Friday, September 10, 2004

Media privacy and human value

Two headlines about media on SCMP's frontpage-"Reporter feared ruin if she revealed to ICAC source of leak, court hears" and "CCTV under fire for airing quiz on Russian school toll".
The first is referring to the struggle between media and ICAC, in another word, government. The issue has been discussed for a long time, in most time, the media focus so much. Should media have more privacy than other fields? Or should media always use the laws like First Amendment law to enjoy the previledge? They are the questions remaining to say, but in HK, it seems that people don't treat media like that.
The second is more about human value(just talked with my classmates). It told that state-owned CCTV had drawn stinging criticism from Moscow and at home for airing a mobile phone quiz on the death toll from last week's Russian school siege. I am from the telecom field, so I know that Chinese SMS content sevice is so profitable that many industries are eager to join in. CCTV is one of the example. It has set up a special centre to provide the SMS value-service to all its audience. I bet they will pay more attention to what intereste the audience most, instead of others. It may be not their fault, for they are not real journalists. But what journalists should do facing such things? Do they have the rights to stop, or do they just see the whole things happen? Our eyes should pay more attention on the world, and our heart should pay more attention, too. Globalization doesn't just mean we should report more. It also means we should consider more from the world's angle and the human's angle. It 's pity that not many journalists realize the point. They focused more on their own privacy, but they have to know they should learn more, especially in such a fast developing world.

3 comments:

Anonymous said...

Since I was one of the classmates you talked to about the SMS text story, I'd like to respond to your questions. Interestingly, this kind of horrible quiz that CCTV ran about the Russian school seige will prove one thing, that news has an audience, and that the audience can have an opinion. Sure, the Russians did not like the quiz, but I wonder how the Chinese people reacted? Were they critical of the move? I know I would have been, if I was asked to take part in the quiz. It's not responsible journalism, and, to your point, it is not journalism, at all. It's profit-led.

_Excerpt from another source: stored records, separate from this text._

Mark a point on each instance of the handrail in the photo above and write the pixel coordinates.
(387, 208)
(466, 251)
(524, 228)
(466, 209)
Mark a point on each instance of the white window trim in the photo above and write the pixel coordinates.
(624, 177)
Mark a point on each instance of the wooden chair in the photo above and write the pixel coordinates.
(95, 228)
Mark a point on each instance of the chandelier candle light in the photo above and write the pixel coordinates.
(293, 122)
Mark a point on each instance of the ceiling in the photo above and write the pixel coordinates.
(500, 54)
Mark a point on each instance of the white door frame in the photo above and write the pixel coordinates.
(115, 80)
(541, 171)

I am having a constant conversation with another friend of mine online about whether Hong Kong politicians are mature. I think that China politicians and Hong Kong politicians are different in their beliefs and their actions, but I do not think that HK politicians are immature. I thinkthe journalism is immature.

Journalism is about delivering context, not about just reporting that something happened to someone. In a truly free press, there are no barriers set up by powerful politicians or businessmen to control the flow of information. If something needs to be reported, it should be, and will be, but also a context will be given. During this ICAC fiasco, the SCMP did do a responsible thing: it reported the context. It gave people some insight into why the press might be under threat.

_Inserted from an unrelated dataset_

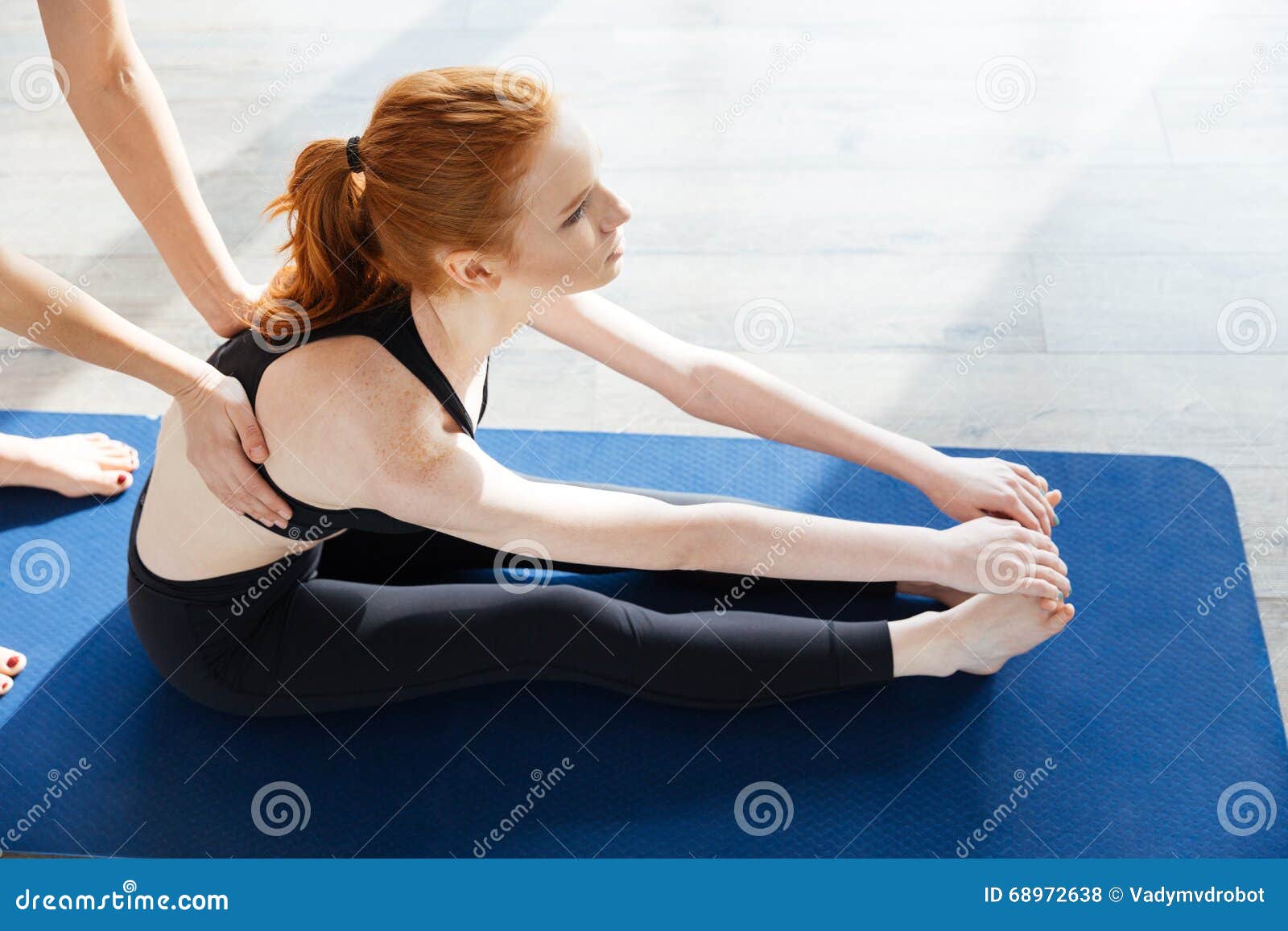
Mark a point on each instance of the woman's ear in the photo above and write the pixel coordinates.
(469, 270)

This all reminds me of how information is given in China vs. Hong Kong. I always get the sense that China media, the kind of media you can turn on your teleivision to see, or surf the internet to read, is so tightly controlled, that its audience is not delivered a context by which it can make an informed decision. I am sure it can make its own decisions, but the China audience has to do its own work to find it out. In Hong Kong, it is similar, only the audience doesn't seem to care that much, and they just take what is written and that's it.

douglas

Anonymous said...

Thanks, douglas, for your valuable opinion. Media, or journalism is facing a difficult problem: spirit-led or profit-led? The journalism begins with the idea of sharing free information, but challenged with the market and capitalism. A memorial in the journalism history, maybe.
In your comment about our media, I have to admit that there are disadvantages, but the fact is that media in every country has its own limits. You must know different programmes and pictures are shown in CNN and CNN International when US invades Iraq? The information is also blocked in another way, isn't it? Or you can just say US audience didn't care much about what CNN International would report? So I am just wondering if we journalists should be public-interest-led. If so, how we judge public interest?

Anonymous said...

I think everything is in the public interest.

We shouldn't be judging what is public interest, but what is of interest that is in the public interest.

Traditionally, that is done through polls, but not enough info can be trusted by polls.